Street zawahał się i westchnął.
– Nic podobnego, koleś. Absolutnie nic. Ale wątpię, czy żółtki będą miały więcej szczęścia w rozszyfrowywaniu tych rymów. Szukali pewnie map albo próbek rud, czegoś, co naprowadziłoby ich na właściwy trop. To wielka stacja, a w dodatku Abe dzierżawił działki również w innych okolicach.
– Ale ten wiersz musi coś dla kogoś znaczyć. Spadkobierca Windsora może być w stanie go rozszyfrować – powiedział Holender. – To jest możliwość, do której nie wolno nam dopuścić.
– Wiecie, kto jest tym spadkobiercą?
– Jeszcze nie. Wkrótce go poznamy.
– Znajdźcie go – nakazał Street. – Ja się nim zajmę. Spokojna głowa, koleś. Kiedy spadkobierca zginie, kopalnie zostaną opuszczone i przejdą na własność państwa. Wtedy ja wystąpię o dzierżawę, wy zlecicie prawdziwe badania geologiczne i w końcu znajdziemy to złoże. Zdobędziemy nad nim kontrolę. Spokojna głowa.
– Nawet mając prawa do tych terenów, nie znajdziemy się o krok bliżej do rozwiązania zagadki, niż jesteśmy teraz.
– Spokojnie. Znajdę tę cholerną dziurę. Potrzebuję tylko czasu i pieniędzy na sprzęt.
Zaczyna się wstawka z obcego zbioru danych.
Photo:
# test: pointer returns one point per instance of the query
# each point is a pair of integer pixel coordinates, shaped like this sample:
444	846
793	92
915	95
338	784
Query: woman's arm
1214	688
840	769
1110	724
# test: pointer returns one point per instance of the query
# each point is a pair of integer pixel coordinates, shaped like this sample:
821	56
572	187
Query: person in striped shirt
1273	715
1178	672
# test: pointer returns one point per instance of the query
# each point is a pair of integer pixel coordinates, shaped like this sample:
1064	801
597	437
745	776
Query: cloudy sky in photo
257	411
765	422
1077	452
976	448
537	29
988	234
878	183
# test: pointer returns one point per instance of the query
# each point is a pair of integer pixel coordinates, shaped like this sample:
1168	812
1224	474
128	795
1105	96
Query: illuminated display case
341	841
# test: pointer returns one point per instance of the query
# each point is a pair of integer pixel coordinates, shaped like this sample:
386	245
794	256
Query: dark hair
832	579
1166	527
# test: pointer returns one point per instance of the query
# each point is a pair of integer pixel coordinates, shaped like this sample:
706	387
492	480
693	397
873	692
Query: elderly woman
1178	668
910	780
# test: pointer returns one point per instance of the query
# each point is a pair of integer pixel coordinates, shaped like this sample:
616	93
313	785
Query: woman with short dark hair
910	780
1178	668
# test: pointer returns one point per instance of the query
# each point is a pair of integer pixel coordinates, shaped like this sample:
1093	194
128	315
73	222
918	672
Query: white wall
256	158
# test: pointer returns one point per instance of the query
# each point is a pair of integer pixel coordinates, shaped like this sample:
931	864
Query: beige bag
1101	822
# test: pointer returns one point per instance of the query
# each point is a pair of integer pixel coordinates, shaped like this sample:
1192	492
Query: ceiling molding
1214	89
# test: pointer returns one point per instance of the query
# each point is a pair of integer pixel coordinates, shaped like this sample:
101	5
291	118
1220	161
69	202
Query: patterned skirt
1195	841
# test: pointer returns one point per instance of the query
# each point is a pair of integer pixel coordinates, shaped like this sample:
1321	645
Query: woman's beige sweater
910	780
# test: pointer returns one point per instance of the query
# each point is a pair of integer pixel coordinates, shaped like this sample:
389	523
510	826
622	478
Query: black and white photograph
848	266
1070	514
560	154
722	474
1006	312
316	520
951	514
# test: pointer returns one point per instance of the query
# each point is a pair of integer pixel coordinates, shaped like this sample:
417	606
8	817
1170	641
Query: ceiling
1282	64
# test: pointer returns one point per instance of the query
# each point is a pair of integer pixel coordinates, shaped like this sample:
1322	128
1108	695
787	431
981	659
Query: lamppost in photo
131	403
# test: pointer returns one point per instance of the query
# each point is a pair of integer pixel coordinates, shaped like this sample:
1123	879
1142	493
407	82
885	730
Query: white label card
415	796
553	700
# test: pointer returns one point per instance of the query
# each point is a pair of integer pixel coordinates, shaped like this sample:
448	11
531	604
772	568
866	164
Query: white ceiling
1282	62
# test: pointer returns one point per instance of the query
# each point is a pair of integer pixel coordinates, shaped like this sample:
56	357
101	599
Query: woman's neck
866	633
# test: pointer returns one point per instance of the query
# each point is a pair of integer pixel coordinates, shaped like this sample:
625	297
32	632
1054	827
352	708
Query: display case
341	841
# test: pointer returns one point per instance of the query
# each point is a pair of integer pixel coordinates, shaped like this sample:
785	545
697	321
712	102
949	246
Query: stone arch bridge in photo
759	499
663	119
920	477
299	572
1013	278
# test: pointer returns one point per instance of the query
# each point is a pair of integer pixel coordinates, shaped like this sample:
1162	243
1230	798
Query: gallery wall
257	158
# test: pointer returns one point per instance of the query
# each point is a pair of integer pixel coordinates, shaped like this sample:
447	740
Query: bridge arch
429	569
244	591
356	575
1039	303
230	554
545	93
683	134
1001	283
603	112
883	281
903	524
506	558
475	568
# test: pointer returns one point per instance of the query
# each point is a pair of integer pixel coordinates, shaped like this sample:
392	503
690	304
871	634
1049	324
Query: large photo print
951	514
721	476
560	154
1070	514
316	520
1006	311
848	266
Van Luik uśmiechnął się blado. Gdyby tylko to było takie proste. Ale nie było. Wszystko, co dotyczyło Kopalń Śpiącego Psa, okazywało się skomplikowane. Wszystko. Diamenty stały się zarówno syrenim śpiewem, jak i śmiertelnym zagrożeniem od chwili, kiedy ujrzały światło dzienne.
Syreni śpiew okazał się fałszywy. Zagrożenie było nazbyt realne.
– Zastanowimy się nad twoją propozycją – oznajmił van Luik.
– Nie zastanawiajcie się zbyt długo. Ta operacja i tak jest już spóźniona.
W słuchawce zaszumiało, van Luik się rozłączył.